Three years into a protracted battle with bankruptcy, Croydon is looking the worse for wear. 

Beneath a towering office block in the city centre, rubbish festers. The Whitgift shopping precinct, first slated for redevelopment more than a decade ago, is losing shops. Some public amenities have been shuttered and four of 13 neighbourhood libraries are facing closure.

“Services are on the floor, and we are paying more tax,” said Emma Gardiner, director of the South Norwood community kitchen, a “pay-what-you-can” café and social hub in the borough’s north.

The plight of London’s most populous borough offers a glimpse into what could happen to other councils this year, with town halls warning that a spate of bankruptcies will accelerate across England unless central government intervenes.

A cross-party group of MPs sounded the alarm on Thursday saying levels of funding available through council tax, business rates and government grants have not kept pace with rising costs and demand for services. 

The levelling up committee called on the government to “act now if local authorities are to survive the severe crisis and financial distress they face”.

In late 2020, when Croydon issued the first of three section 114 notices — signalling its inability to fulfil a legal duty to balance the books — it was only the second council in England to have done so in 18 years. 

Although the borough’s insolvency was partly self-inflicted, precipitated by poor commercial decisions as well as a long term drop in funding, it portended the wider crisis in local government finance.

 Ray Mona answers questions in Croydon
‘They [the council] are not investing money because they don’t have any. We are paying the price,’ said Ray Mona, a resident of Purley, Croydon © Anna Gordon/FT

The strictures that follow bankruptcy are already familiar to six other councils that have gone under since Croydon. But the attritional restructuring in the borough is happening in many other areas obliged to cut services and raise taxes.

“You can destroy something quite quickly but to rebuild it takes much longer — we are slowly rebuilding,” said Jason Perry, Croydon’s Conservative mayor, who was elected two years ago but whose executive powers have been clipped by a Westminster-imposed “improvement panel”. 

Perry acknowledged the south London town had “got dirtier” and remained hobbled by the £1.3bn debt built up mostly under a previous Labour administration. But, he insisted, the borough was “moving forward” with an exit strategy that should see the government oversight panel withdrawn in 2025.  

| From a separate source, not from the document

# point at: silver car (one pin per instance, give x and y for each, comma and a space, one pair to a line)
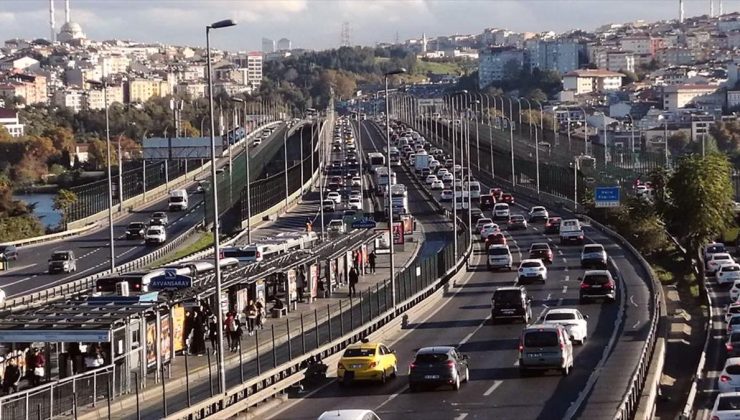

“Over time residents will see things are improving,” he insisted.

It is hard to find that optimism in the town’s population. Some residents said they are mainly affected by sclerotic services and the rundown feel of the place. 

A closed leisure centre, inPurley .
Purley Leisure Centre is among facilities that have closed. To balance the budget, Croydon has also had to save £36mn this financial year. © Anna Gordon/FT

“They [the council] are not investing money because they don’t have any. We are paying the price,” said Ray Mona, a resident of Purley who works in customer service, complaining that council taxes were raised by 15 per cent last year and were now among the highest in London. A further 5 per cent rise is expected in April. 

In order to balance the budget, Croydon has also had to save £36mn this financial year, according to the latest report published by the improvement panel.  

For vulnerable people, this translates often into greater difficulty accessing essential services.

After losing a job and finding himself on the street, Michael Orlebar, a youth worker had to move back to his ageing mother’s home. “When I became homeless, I saw first-hand you are a nobody. You are left to rot,” he said.

As of December 2022 when the latest council data was available, there were nearly 2,000 households in emergency accommodation in the borough with 2,589 children among them.

Jana Ernest, operations manager at the homeless charity Crisis, said the situation had worsened since. “The number keeps going up,” she said.

Even for those people who do find a roof over their head, conditions are often grim, the charity said. People housed in emergency accommodation wrote to the council last month describing their lodgings as “uninhabitable” with cramped conditions and infestations of rats, mice and bed bugs.

Overflowing rubbish bins in Croydon
Rubbish festers beneath a towering office block in Croydon town centre. Some residents said they are mainly affected by sclerotic services and the rundown feel of the place. © Anna Gordon/FT

Council staff are feeling the strain. A senior employee who requested anonymity said morale was at an “all-time low”. Some experienced staff were leaving and the council was filling gaps with agency workers:

“We have got a duty of care to the residents of this borough. We are failing them in so many ways,” the person said. 

The government has stepped in twice in the last three years to ease pressure on the balance sheet by allowing Croydon to treat some running costs as capital costs. These interventions have provided £375mn of wriggle room since 2020 by allowing the council to borrow and use asset sales against day to day running costs. 

The increase in council taxes will raise around £20mn more annually towards the budget.  

As part of its exit strategy, the council has also been forced to sell off assets with properties owned by the housing subsidiary that contributed to Croydon’s bankruptcy among those on the block as well as a hotel and golf course. Sales to date will have raised £125mn by the end of this financial year, according to council forecasts.

However, Croydon’s huge legacy debts remain and so long as it does, the interest payments on it are eating into other essential functions of the council.

“The one thing we cannot do on our own and the strategy recognises is deal with the debt burden” the mayor said.